For the record, I have two teenage sons. One in high school, one in college. Their father and I have been very open about sex and feelings and emotions with them. And we have had some of the most awkward yet entertaining conversations. My boys have always known they can talk to me about anything–and they do. (sometimes, much to my chagrin). The rule in my house was that I get their passwords to all of their accounts and I have the right to check their phones at anytime…and if I think they are deleting messages, I will confiscate their phone. When they are legally adults, when they can vote and join the army, they can change their passwords. (my oldest is 19. HE STILL TALKS TO ME ABOUT EVERYTHING)
They tell their friends that I will be reading their messages so they shouldn’t send pics of anything they wouldn’t want their mother to see. They tell their girlfriends I read their messages and that if I feel they are too forward, I’ll talk to them both. And I have had very good relationships with all the girls my boys have dated. Because they know that I care about them. And they know that I’ll call BS when I see it and I’ll help them if I see they need it.
I do NOT shame them for having a natural reaction or seeking attention. Because these kids are fragile. If you want to raise “godly” men, you can’t shame the girls and try to hide the boys from life. You teach them how to handle sex with integrity. You don’t hide them from the towel poses and hope that when they are turned loose in college they will be able to “control themselves and act with integrity” when they haven’t been equipped with the proper tools.
FYI, I’m betting even that godly husband of yours looks at scantily-clad WOMEN. He’s human. But I also bet he acts with integrity when he sees them. Or at least, I hope he does…
Parents. Just talk to your kids. Teach them that sex is a natural and healthy part of life and when they are older, they will be ready to enjoy themselves, without shame, and act with integrity.

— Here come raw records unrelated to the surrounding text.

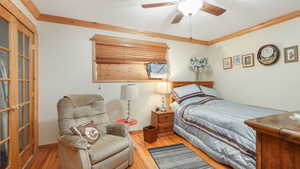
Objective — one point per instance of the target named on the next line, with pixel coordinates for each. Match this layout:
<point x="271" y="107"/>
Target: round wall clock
<point x="268" y="54"/>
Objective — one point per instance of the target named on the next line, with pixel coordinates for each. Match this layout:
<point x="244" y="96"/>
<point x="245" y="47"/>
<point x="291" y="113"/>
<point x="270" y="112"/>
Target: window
<point x="119" y="59"/>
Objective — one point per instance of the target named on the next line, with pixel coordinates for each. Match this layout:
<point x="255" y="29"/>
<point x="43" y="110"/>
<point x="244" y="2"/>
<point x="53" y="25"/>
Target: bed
<point x="216" y="126"/>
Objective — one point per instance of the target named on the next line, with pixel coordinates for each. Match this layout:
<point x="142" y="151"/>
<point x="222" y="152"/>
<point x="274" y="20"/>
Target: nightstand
<point x="163" y="121"/>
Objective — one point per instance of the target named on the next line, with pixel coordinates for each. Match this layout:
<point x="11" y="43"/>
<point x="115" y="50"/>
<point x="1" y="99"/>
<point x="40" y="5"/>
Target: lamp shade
<point x="162" y="88"/>
<point x="129" y="92"/>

ETA: This is my ex-husband’s old blog post about his sex talk with our then 12 year old son. It’s amazing. And it’s the way sex should be approached. I posted it in the comments but felt it was a great link to share with everyone. http://flophaus.blogspot.com/2006/03/what-trip.html
ETA2: Sorry folks, the Flophaus link is now dead
because my ex’s current wife feels very insecure about him having a past prior to her. It happens. Of course, if she weren’t so busy reading my blog all day every day, she wouldn’t even have known about it… Hmmmmm.